29 If you find that you are being beaten, you can create a diversion--that is, you can suddenly begin to talk of something else, as though it had a bearing on the matter in dispute.
This may be done without presumption if the diversion has some general bearing on the matter.

30 Make an appeal to authority rather than reason.
If your opponent respects an authority or an expert, quote that authority to further your case.
If needed, quote what the authority said in some other sense or circumstance.
Authorities that your opponent fails to understand are those which he generally admires the most.
You may also, should it be necessary, not only twist your authorities, but actually falsify them, or quote something that you have entirely invented yourself.

31 If you know that you have no reply to the arguments that your opponent advances, you by a fine stroke of irony declare yourself to be an incompetent judge.
Example: “What you say passes my poor powers of comprehension; it may well be all very true, but I can’t understand it, and I refrain from any expression of opinion on it.”
In this way you insinuate to the audience, with whom you are in good repute, that what your opponent says is nonsense.
This technique may be used only when you are quite sure that the audience thinks much better of you than your opponent.

32 A quick way of getting rid of an opponent’s assertion, or of throwing suspicion on it, is by putting it into some odious category.
Example: You can say, “That is fascism” or “Atheism” or “Superstition.”
In making an objection of this kind you take for granted
1)That the assertion or question is identical with, or at least contained in, the category cited;
and
2)The system referred to has been entirely refuted by the current audience.

33 You admit your opponent’s premises but deny the conclusion.
Example: “That’s all very well in theory, but it won’t work in practice.”

34 When you state a question or an argument, and your opponent gives you no direct answer, or evades it with a counter question, or tries to change the subject, it is sure sign you have touched a weak spot, sometimes without intending to do so.
You have, as it were, reduced your opponent to silence.
You must, therefore, urge the point all the more, and not let your opponent evade it, even when you do not know where the weakness that you have hit upon really lies.

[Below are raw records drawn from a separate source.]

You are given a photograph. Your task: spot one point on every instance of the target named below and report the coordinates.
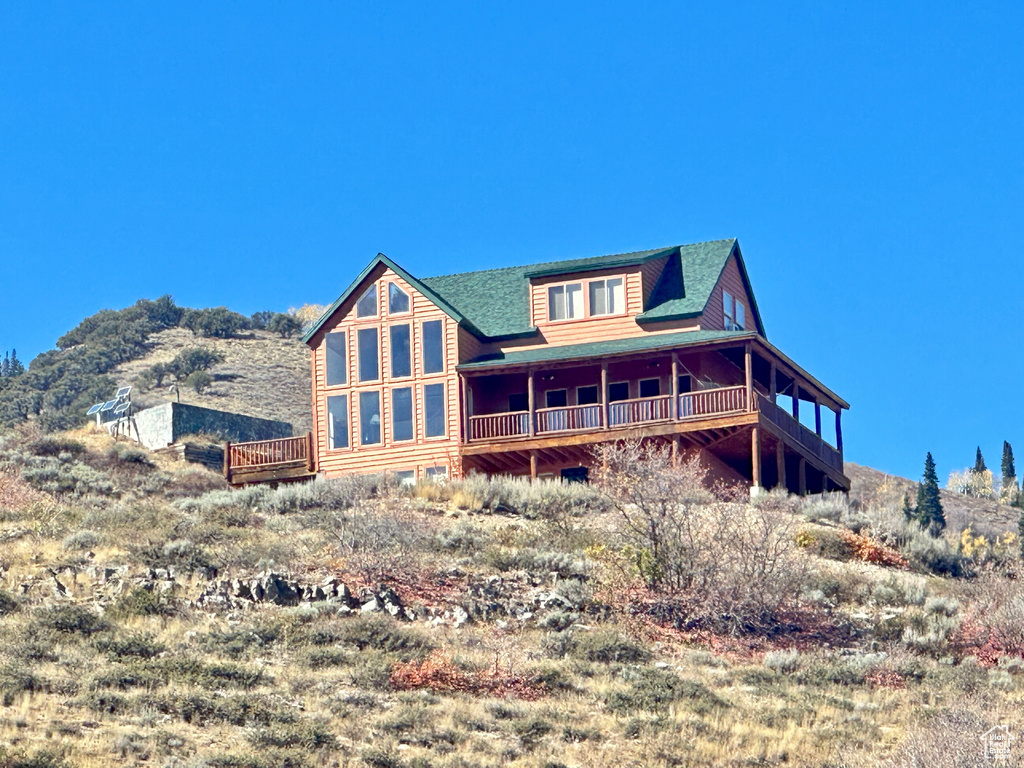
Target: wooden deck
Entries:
(282, 460)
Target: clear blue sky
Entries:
(257, 155)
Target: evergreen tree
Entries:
(930, 513)
(979, 462)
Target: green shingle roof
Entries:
(495, 303)
(598, 349)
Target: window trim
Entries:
(409, 296)
(568, 318)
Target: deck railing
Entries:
(810, 440)
(267, 453)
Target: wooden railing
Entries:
(640, 411)
(814, 444)
(260, 454)
(569, 418)
(512, 424)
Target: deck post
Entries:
(529, 400)
(780, 462)
(466, 427)
(749, 366)
(674, 388)
(604, 394)
(755, 459)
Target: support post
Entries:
(674, 388)
(604, 395)
(756, 457)
(749, 366)
(780, 462)
(529, 401)
(467, 433)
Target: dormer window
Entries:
(367, 305)
(397, 300)
(733, 310)
(565, 302)
(606, 296)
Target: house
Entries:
(523, 370)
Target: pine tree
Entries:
(979, 462)
(930, 513)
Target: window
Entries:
(556, 398)
(397, 300)
(370, 418)
(369, 366)
(401, 414)
(433, 407)
(367, 305)
(733, 310)
(337, 359)
(433, 347)
(606, 296)
(401, 361)
(337, 421)
(620, 390)
(650, 387)
(565, 302)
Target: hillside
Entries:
(262, 375)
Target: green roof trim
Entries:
(596, 350)
(414, 282)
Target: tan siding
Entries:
(730, 280)
(420, 452)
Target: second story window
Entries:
(397, 300)
(367, 305)
(369, 364)
(606, 296)
(433, 347)
(337, 358)
(733, 310)
(565, 302)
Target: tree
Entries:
(1009, 492)
(930, 513)
(979, 463)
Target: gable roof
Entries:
(495, 303)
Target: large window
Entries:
(433, 407)
(401, 364)
(337, 358)
(337, 421)
(565, 302)
(606, 296)
(369, 357)
(733, 310)
(433, 347)
(401, 414)
(397, 300)
(367, 305)
(370, 418)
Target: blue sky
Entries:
(868, 157)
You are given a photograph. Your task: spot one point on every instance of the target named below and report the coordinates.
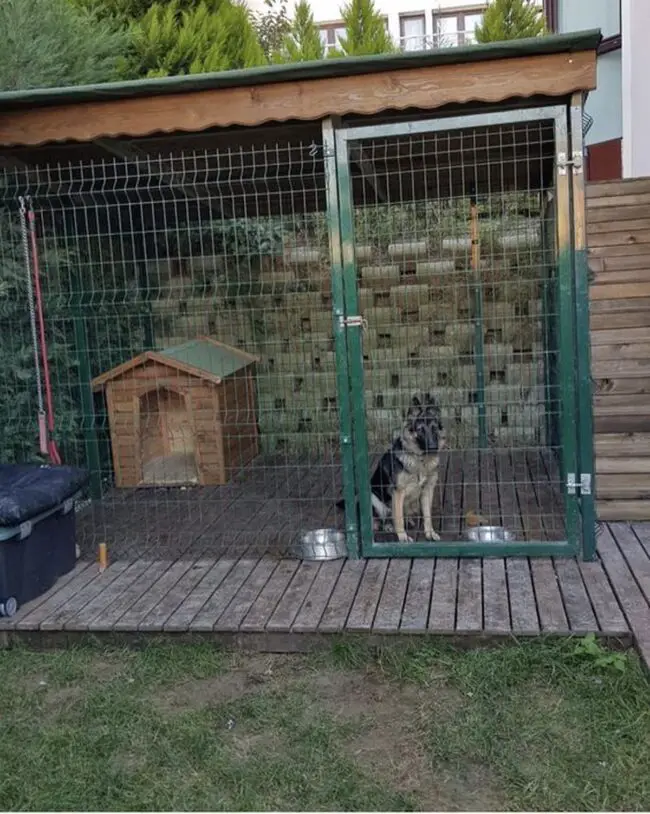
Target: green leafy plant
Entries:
(302, 42)
(52, 43)
(365, 31)
(171, 40)
(511, 20)
(588, 647)
(272, 26)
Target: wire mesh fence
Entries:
(189, 312)
(457, 282)
(189, 327)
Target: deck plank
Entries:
(472, 494)
(364, 607)
(170, 601)
(289, 605)
(489, 487)
(523, 610)
(106, 619)
(181, 619)
(336, 613)
(469, 606)
(442, 613)
(34, 619)
(127, 577)
(576, 600)
(313, 607)
(28, 607)
(552, 493)
(137, 613)
(60, 618)
(262, 609)
(549, 599)
(608, 612)
(393, 594)
(642, 531)
(496, 608)
(418, 596)
(452, 499)
(626, 588)
(510, 509)
(635, 555)
(234, 613)
(221, 597)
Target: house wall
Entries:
(605, 103)
(635, 77)
(326, 11)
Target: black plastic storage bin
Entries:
(37, 529)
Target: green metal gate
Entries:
(455, 274)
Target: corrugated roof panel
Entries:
(269, 74)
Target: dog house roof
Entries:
(204, 358)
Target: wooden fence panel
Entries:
(618, 236)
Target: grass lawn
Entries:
(422, 726)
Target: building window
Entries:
(456, 28)
(412, 32)
(330, 35)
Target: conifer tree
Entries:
(365, 30)
(170, 40)
(302, 43)
(511, 20)
(50, 43)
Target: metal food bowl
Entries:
(489, 534)
(321, 544)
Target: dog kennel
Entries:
(368, 230)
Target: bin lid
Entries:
(28, 490)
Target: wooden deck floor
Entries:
(281, 604)
(270, 502)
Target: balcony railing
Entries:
(448, 39)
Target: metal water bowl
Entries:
(321, 544)
(489, 534)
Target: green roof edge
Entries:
(300, 71)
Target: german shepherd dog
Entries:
(406, 475)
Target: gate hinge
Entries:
(564, 162)
(356, 321)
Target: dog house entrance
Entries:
(449, 235)
(168, 452)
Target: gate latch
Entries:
(573, 487)
(575, 161)
(356, 321)
(571, 483)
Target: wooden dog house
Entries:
(181, 416)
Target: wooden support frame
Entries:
(427, 88)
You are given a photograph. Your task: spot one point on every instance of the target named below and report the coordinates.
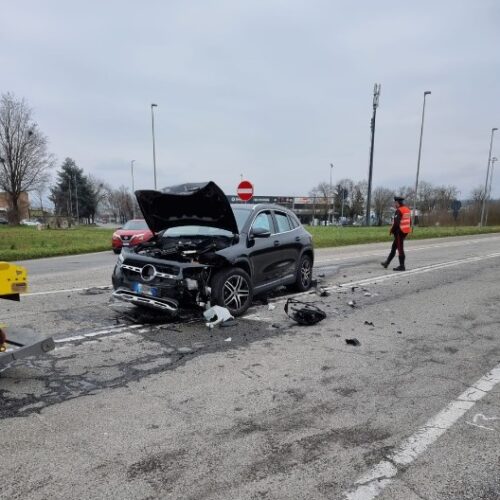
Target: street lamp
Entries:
(414, 211)
(331, 191)
(153, 132)
(133, 189)
(487, 177)
(493, 160)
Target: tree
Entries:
(382, 201)
(25, 160)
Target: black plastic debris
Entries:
(304, 313)
(354, 342)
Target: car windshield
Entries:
(241, 215)
(135, 225)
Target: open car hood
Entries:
(193, 204)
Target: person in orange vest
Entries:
(401, 226)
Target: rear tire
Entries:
(303, 279)
(232, 289)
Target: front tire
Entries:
(232, 289)
(303, 279)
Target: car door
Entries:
(264, 252)
(289, 243)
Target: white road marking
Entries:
(113, 330)
(381, 475)
(480, 416)
(378, 253)
(68, 290)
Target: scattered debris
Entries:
(354, 342)
(229, 323)
(216, 315)
(304, 313)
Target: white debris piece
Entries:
(216, 315)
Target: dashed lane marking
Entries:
(371, 484)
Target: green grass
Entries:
(20, 243)
(332, 236)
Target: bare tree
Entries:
(25, 161)
(382, 198)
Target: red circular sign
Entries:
(245, 190)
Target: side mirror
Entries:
(260, 232)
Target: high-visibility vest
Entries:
(405, 223)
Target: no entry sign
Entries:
(245, 190)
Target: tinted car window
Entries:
(282, 221)
(241, 215)
(262, 221)
(135, 224)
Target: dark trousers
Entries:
(398, 244)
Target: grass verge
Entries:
(332, 236)
(23, 243)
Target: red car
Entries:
(134, 231)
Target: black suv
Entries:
(206, 251)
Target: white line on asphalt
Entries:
(68, 290)
(113, 330)
(378, 253)
(381, 475)
(420, 270)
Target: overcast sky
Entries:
(273, 90)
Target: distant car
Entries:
(133, 232)
(208, 251)
(26, 222)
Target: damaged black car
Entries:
(207, 252)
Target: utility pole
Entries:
(414, 211)
(493, 160)
(76, 198)
(133, 188)
(487, 176)
(331, 190)
(153, 131)
(376, 94)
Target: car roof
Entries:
(258, 206)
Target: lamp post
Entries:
(414, 211)
(493, 160)
(331, 191)
(487, 176)
(76, 199)
(133, 189)
(153, 132)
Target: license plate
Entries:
(145, 289)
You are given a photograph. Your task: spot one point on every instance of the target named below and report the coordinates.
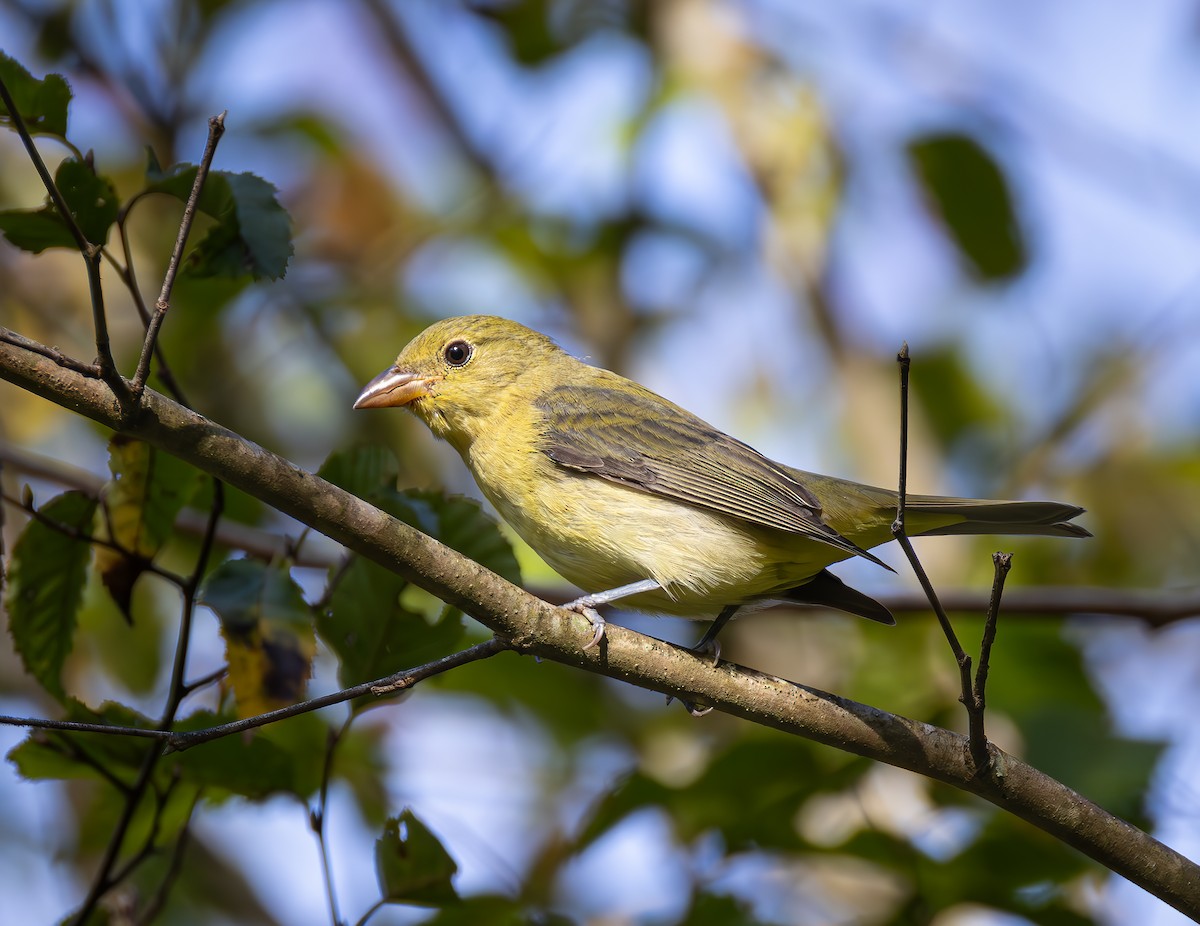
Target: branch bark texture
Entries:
(537, 627)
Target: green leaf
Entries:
(64, 756)
(148, 491)
(373, 635)
(967, 191)
(46, 583)
(412, 864)
(286, 757)
(93, 203)
(709, 909)
(35, 229)
(42, 104)
(252, 232)
(772, 775)
(268, 631)
(361, 470)
(495, 912)
(90, 197)
(460, 523)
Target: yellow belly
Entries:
(600, 535)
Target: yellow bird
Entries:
(630, 497)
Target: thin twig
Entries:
(977, 739)
(317, 819)
(898, 530)
(405, 679)
(175, 865)
(106, 877)
(257, 542)
(72, 531)
(90, 252)
(130, 277)
(89, 370)
(216, 128)
(43, 172)
(179, 741)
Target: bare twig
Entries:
(91, 253)
(49, 353)
(538, 629)
(216, 128)
(317, 819)
(179, 741)
(257, 542)
(977, 738)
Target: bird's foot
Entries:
(708, 648)
(586, 606)
(691, 707)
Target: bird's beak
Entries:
(394, 388)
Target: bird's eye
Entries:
(456, 353)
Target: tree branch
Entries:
(535, 627)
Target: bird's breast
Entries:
(599, 535)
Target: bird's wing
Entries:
(637, 439)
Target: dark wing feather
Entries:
(637, 439)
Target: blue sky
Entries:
(1092, 108)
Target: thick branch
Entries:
(535, 627)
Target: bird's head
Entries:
(459, 371)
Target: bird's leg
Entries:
(709, 642)
(588, 603)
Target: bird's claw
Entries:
(691, 707)
(583, 606)
(712, 647)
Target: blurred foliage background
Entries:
(747, 206)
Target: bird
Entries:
(633, 498)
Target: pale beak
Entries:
(394, 388)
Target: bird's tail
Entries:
(936, 515)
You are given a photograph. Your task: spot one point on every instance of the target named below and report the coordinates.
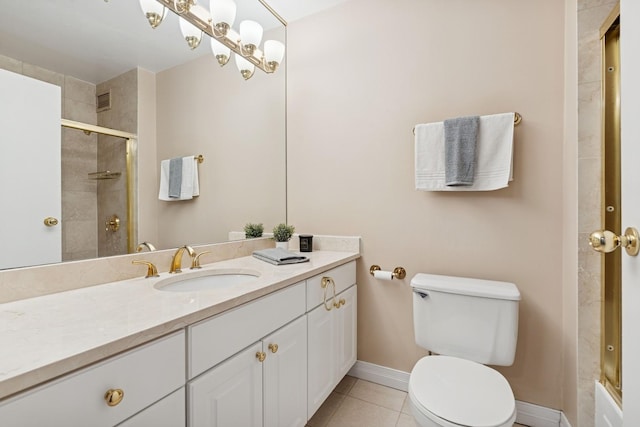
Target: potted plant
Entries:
(253, 230)
(282, 233)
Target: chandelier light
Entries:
(154, 12)
(191, 34)
(217, 23)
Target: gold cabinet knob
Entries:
(50, 221)
(113, 396)
(606, 241)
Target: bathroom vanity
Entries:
(264, 353)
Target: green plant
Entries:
(283, 232)
(253, 230)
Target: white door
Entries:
(630, 152)
(229, 395)
(29, 171)
(285, 376)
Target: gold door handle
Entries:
(606, 241)
(113, 396)
(50, 221)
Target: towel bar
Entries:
(517, 119)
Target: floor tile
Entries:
(406, 420)
(378, 395)
(345, 385)
(358, 413)
(323, 414)
(406, 409)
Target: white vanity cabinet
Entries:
(265, 383)
(332, 336)
(131, 382)
(169, 412)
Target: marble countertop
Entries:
(44, 337)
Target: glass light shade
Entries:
(223, 11)
(188, 30)
(151, 6)
(273, 51)
(250, 33)
(245, 67)
(220, 51)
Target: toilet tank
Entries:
(472, 319)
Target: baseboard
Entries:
(528, 414)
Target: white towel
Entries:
(190, 186)
(494, 167)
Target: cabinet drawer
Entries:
(145, 374)
(214, 340)
(169, 412)
(343, 276)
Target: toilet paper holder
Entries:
(397, 273)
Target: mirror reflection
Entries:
(116, 72)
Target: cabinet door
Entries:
(229, 395)
(347, 325)
(285, 376)
(169, 412)
(322, 345)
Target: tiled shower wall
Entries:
(591, 14)
(112, 193)
(79, 239)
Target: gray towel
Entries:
(460, 136)
(279, 256)
(175, 177)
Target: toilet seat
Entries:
(452, 391)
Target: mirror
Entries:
(186, 105)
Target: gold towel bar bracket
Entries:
(517, 119)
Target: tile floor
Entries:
(359, 403)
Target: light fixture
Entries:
(245, 67)
(220, 51)
(154, 12)
(273, 54)
(194, 21)
(191, 34)
(223, 15)
(183, 6)
(251, 36)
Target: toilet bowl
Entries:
(469, 323)
(448, 391)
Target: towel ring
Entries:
(517, 119)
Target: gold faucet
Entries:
(176, 263)
(147, 245)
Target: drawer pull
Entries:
(326, 281)
(113, 396)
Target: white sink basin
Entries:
(206, 280)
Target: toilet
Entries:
(468, 323)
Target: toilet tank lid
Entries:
(466, 286)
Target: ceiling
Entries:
(95, 40)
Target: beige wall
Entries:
(355, 94)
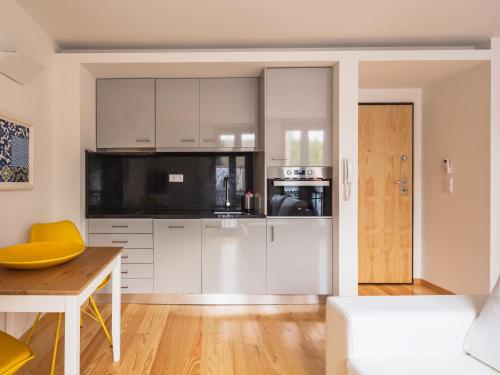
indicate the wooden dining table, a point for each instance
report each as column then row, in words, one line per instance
column 63, row 289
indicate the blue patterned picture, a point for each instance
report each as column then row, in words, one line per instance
column 16, row 140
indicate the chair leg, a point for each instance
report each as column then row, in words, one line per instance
column 101, row 321
column 33, row 327
column 56, row 342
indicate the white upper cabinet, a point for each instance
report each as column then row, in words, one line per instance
column 229, row 112
column 299, row 125
column 125, row 113
column 177, row 113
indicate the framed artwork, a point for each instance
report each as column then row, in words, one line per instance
column 16, row 154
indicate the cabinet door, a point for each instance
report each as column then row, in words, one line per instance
column 177, row 113
column 299, row 256
column 299, row 115
column 229, row 112
column 177, row 256
column 234, row 256
column 125, row 113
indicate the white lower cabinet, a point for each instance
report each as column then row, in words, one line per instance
column 234, row 256
column 299, row 256
column 177, row 256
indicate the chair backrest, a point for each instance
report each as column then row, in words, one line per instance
column 57, row 231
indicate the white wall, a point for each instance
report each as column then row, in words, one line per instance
column 456, row 227
column 19, row 209
column 407, row 96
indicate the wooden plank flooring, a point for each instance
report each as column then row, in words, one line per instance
column 208, row 340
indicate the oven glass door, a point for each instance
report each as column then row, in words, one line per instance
column 299, row 197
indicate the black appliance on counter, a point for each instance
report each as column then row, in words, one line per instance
column 299, row 191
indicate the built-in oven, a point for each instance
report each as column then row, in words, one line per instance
column 299, row 191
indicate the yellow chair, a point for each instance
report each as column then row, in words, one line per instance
column 66, row 231
column 13, row 354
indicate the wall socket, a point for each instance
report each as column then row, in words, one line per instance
column 175, row 178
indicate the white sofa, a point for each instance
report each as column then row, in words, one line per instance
column 405, row 335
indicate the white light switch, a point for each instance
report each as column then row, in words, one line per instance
column 448, row 184
column 175, row 178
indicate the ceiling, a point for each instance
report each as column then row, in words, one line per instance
column 409, row 74
column 161, row 24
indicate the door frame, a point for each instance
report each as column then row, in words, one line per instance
column 412, row 181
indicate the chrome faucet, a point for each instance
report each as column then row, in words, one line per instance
column 227, row 204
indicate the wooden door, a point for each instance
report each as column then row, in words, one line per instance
column 385, row 193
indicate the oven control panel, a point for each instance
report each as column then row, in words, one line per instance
column 299, row 172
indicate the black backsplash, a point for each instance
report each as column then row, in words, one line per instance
column 123, row 183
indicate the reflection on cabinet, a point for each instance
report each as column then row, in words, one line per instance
column 177, row 113
column 125, row 113
column 177, row 256
column 234, row 256
column 229, row 112
column 299, row 256
column 299, row 123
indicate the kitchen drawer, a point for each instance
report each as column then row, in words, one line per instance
column 144, row 256
column 131, row 286
column 120, row 226
column 137, row 271
column 125, row 240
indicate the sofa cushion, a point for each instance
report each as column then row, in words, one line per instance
column 483, row 339
column 455, row 365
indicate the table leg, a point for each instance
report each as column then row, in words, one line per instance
column 116, row 310
column 72, row 336
column 9, row 324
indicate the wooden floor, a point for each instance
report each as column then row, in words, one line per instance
column 208, row 340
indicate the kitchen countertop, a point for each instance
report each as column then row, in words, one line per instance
column 164, row 213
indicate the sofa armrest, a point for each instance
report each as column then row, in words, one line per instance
column 368, row 327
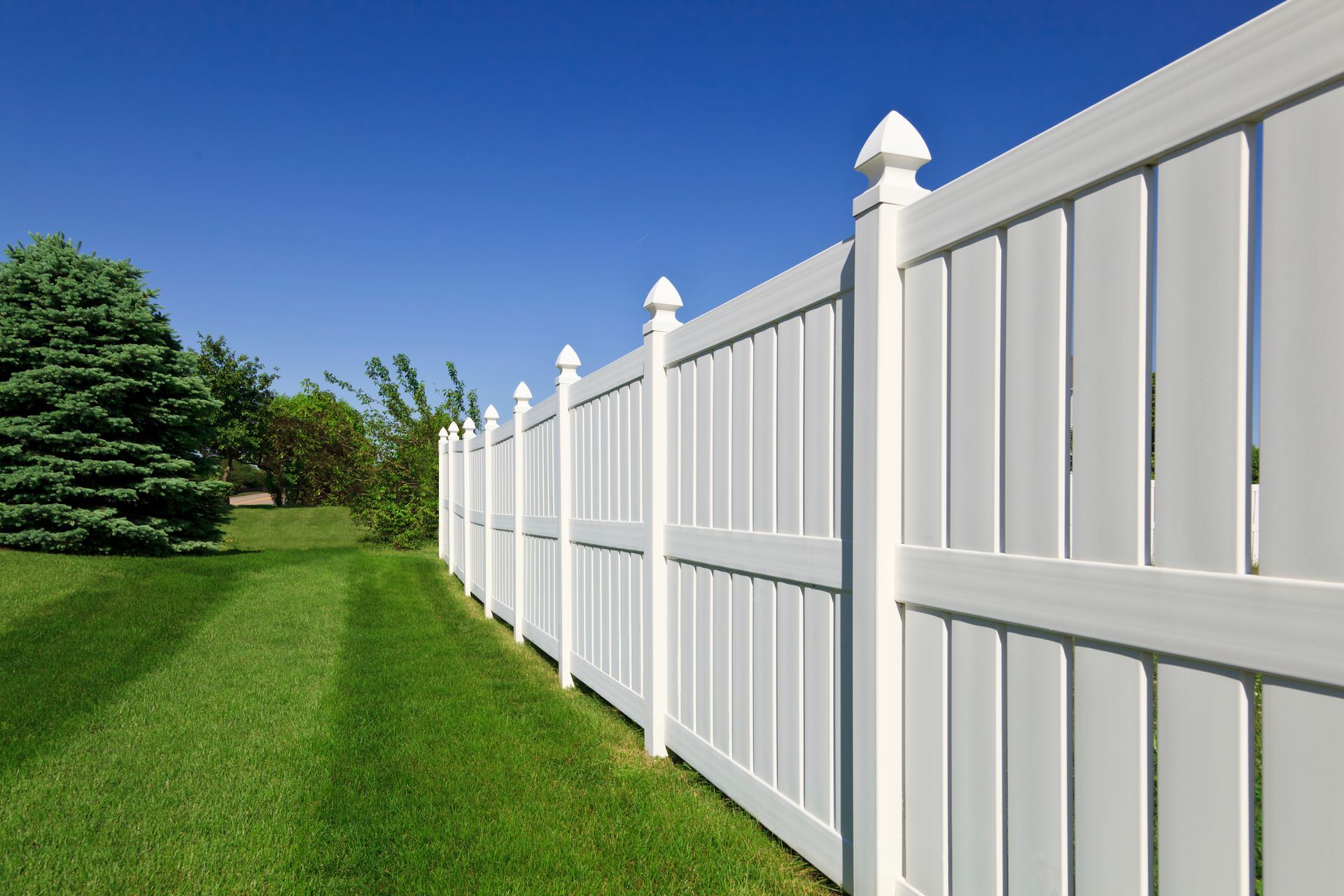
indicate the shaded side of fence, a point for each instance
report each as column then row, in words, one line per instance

35 Instead of working on an opponent’s intellect or the rigor of his arguments, work on his motive.
If you success in making your opponent’s opinion, should it prove true, seem distinctly prejudicial to his own interest, he will drop it immediately.
Example: A clergyman is defending some philosophical dogma.
You show him that his proposition contradicts a fundamental doctrine of his church.
He will abandon the argument.

36 You may also puzzle and bewilder your opponent by mere bombast.
If your opponent is weak or does not wish to appear as if he has no idea what your are talking about, you can easily impose upon him some argument that sounds very deep or learned, or that sounds indisputable.

37 Should your opponent be in the right but, luckily for you, choose a faulty proof, you can easily refute it and then claim that you have refuted the whole position.
This is the way in which bad advocates lose good cases.
If no accurate proof occurs to your opponent, you have won the day.

38 Become personal, insulting and rude as soon as you perceive that your opponent has the upper hand.
In becoming personal you leave the subject altogether, and turn your attack on the person by remarks of an offensive and spiteful character.
This is a very popular technique, because it takes so little skill to put it into effect.